1 août 2025

10 livres de photographie pour voyager

Des clichés inédits de Jean Gaumy à l’univers saturé et flou de Dolorès Marat en passant par le récit intime de Diana Markosian et les premières expérimentations de Joel Meyerowitz, Numéro dévoile sa sélection des beaux livres photos, pour voyager cet été en tournant seulement quelques pages…

  • Par Camille Bois-Martin

    et Nathan Merchadier.

  • Giverny par Jean Gaumy à l’iPhone, comme vous ne l’avez jamais vu 

    Bien loin des images de carte postale ou des clichés impressionnistes mille fois revisités, Jean Gaumy offre une relecture saisissante du jardin de Claude Monet dans l’ouvrage Une certaine nature, d’après Giverny.

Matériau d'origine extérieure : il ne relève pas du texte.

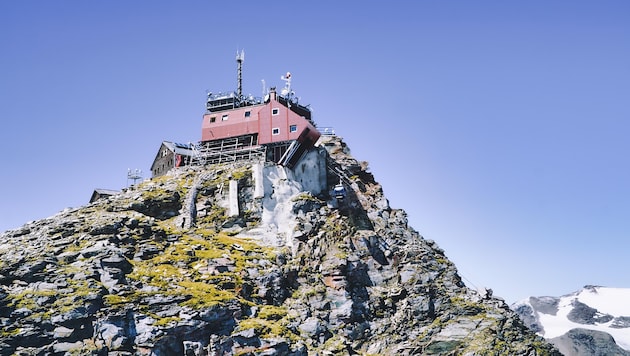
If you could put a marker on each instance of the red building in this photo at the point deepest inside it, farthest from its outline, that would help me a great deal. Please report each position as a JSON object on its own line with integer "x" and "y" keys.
{"x": 278, "y": 123}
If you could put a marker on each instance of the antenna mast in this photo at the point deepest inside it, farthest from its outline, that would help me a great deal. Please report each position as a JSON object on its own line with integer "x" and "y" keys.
{"x": 240, "y": 57}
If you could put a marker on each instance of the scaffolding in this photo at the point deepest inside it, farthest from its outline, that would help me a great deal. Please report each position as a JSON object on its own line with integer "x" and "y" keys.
{"x": 228, "y": 150}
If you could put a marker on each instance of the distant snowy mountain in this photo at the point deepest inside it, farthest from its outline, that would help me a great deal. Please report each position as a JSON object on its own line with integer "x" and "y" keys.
{"x": 593, "y": 321}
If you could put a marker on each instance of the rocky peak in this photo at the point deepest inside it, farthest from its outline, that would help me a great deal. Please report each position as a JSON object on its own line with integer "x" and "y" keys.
{"x": 245, "y": 259}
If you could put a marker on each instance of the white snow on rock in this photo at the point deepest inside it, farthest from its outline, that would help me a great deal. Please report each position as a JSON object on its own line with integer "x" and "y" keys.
{"x": 611, "y": 301}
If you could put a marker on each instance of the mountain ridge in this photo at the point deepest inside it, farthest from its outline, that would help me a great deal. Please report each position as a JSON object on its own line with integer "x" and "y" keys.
{"x": 246, "y": 258}
{"x": 592, "y": 318}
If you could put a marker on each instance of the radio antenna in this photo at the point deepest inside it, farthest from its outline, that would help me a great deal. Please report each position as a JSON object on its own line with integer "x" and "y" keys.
{"x": 240, "y": 58}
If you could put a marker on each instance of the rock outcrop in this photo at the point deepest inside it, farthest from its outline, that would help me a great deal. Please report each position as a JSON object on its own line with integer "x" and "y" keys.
{"x": 169, "y": 267}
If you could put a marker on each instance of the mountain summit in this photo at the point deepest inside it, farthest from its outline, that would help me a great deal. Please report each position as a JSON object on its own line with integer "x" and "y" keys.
{"x": 592, "y": 321}
{"x": 245, "y": 258}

Membre de l’Académie des Beaux-Arts et photographe de l’agence Magnum, il a bénéficié d’un accès privilégié au lieu emblématique. De 2016 à 2024, armé de son iPhone, il a arpenté ce terrain de mémoire et de nature, exclusivement à travers des clichés en noir et blanc, en quête d’un langage photographique singulier.

    Entre naturalisme et pulsions abstraites, ses images en noir et blanc explorent la texture du végétal, les accidents de lumière, les formes organiques qui frôlent parfois l’irréel. Ce n’est plus seulement le jardin de Monet que l’on contemple. Mais une matière vivante, mouvante, fragile, qui se donne à voir autrement. Le regard de Jean Gaumy, entre rigueur quasi scientifique et poésie sensorielle, réinvente le mythe de Giverny en territoire d’expérimentation.

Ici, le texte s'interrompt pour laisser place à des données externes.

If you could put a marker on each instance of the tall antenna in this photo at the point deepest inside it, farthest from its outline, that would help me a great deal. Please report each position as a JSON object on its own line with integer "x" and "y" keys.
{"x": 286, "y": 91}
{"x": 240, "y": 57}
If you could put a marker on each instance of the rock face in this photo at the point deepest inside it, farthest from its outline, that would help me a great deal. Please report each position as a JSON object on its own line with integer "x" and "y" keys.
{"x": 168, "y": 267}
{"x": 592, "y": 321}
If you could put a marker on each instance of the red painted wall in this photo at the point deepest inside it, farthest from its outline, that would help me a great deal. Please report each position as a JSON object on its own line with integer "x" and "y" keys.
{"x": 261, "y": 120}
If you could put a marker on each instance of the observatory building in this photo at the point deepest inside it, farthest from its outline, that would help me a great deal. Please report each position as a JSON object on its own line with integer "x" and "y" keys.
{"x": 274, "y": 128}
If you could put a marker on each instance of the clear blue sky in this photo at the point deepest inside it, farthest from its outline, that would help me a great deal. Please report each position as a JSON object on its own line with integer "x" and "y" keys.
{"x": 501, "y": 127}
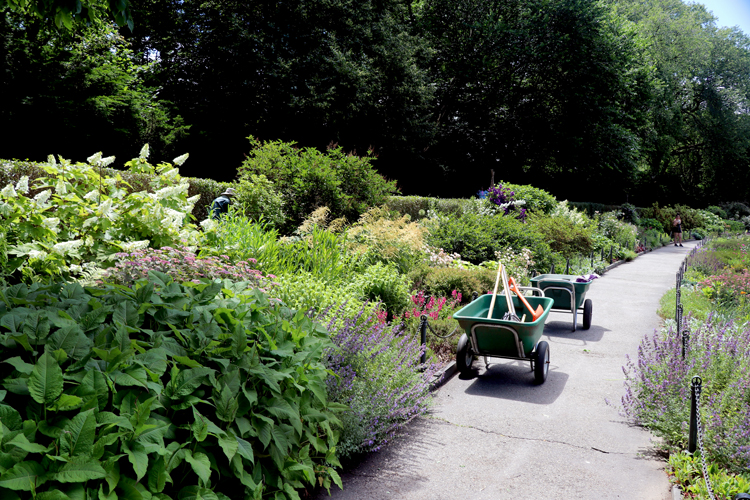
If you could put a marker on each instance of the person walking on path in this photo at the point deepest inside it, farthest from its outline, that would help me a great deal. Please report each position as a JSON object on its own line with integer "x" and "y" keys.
{"x": 677, "y": 230}
{"x": 220, "y": 205}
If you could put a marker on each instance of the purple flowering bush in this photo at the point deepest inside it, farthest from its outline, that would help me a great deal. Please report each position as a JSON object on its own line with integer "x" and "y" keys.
{"x": 658, "y": 387}
{"x": 376, "y": 373}
{"x": 183, "y": 265}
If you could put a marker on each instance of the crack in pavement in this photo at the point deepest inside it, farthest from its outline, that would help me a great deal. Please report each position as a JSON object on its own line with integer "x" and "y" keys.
{"x": 523, "y": 438}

    Loin d’un hommage figé, le livre dialogue avec un texte de l’écrivain Jean-Christophe Bailly, qui interroge les “décisions photographiques” de l’auteur face à un lieu saturé d’histoire et d’images. Le résultat : une exposition à visiter au Musée des impressionismes jusqu’au 2 novembre ainsi qu’un ouvrage contemplatif, sensible, qui propose une nouvelle façon d’habiter le visible.

    “Une certaine nature, d’après Giverny”, de Jean Gaumy, disponible aux éditions Atelier EXB. L’exposition est à découvrir jusqu’au 2 novembre 2025 au musée des impressionismes Giverny, 99 Rue Claude Monet, 27620 Giverny.

    Joel Meyerowitz voit New York en couleurs et en noir et blanc

    Au début des années 60, le jeune Joel Meyerowitz décide d’arpenter les rues de New York et de capturer avec sa caméra ce (et ceux) qu’il y croise. Mais une question le travaille. Celle, toute simple, qu’un vendeur de pellicules photos vient de lui poser : “couleur ou noir et blanc ?” Plutôt que trancher la question, l’Américain (né en 1938) s’équipe de deux boitiers et photographie avec les deux pellicules, avant de s’attarder sur les couleurs, qui lui permettent de traduire plus d’émotion et de réalisme.

    Une période d’apprentissage et de découverte pour l’artiste, réunie aujourd’hui dans un ouvrage sobrement intitulé Question de couleur (publié aux éditions Textuel). Ici ses clichés colorés croisent leurs équivalents monochromes et témoignent de l’évolution de la pratique de Joel Meyerowitz. Ainsi, il délaisse progressivement le noir et blanc au profit de palettes vibrantes, pour s’établir comme l’un des pionniers de la photographie en couleur

    « Question de couleur » de Joel Meyerowitz, éditions Textuel.

    Un siècle de photos iconiques réunies par la Fnac

    Des galeries d’exposition installées dans les magasins aux participations à divers festivals de photographie, la Fnac entretient depuis le milieu des années 1960 un lien viscéral avec la photo et ses principaux acteurs, qu’elle collectionne et expose.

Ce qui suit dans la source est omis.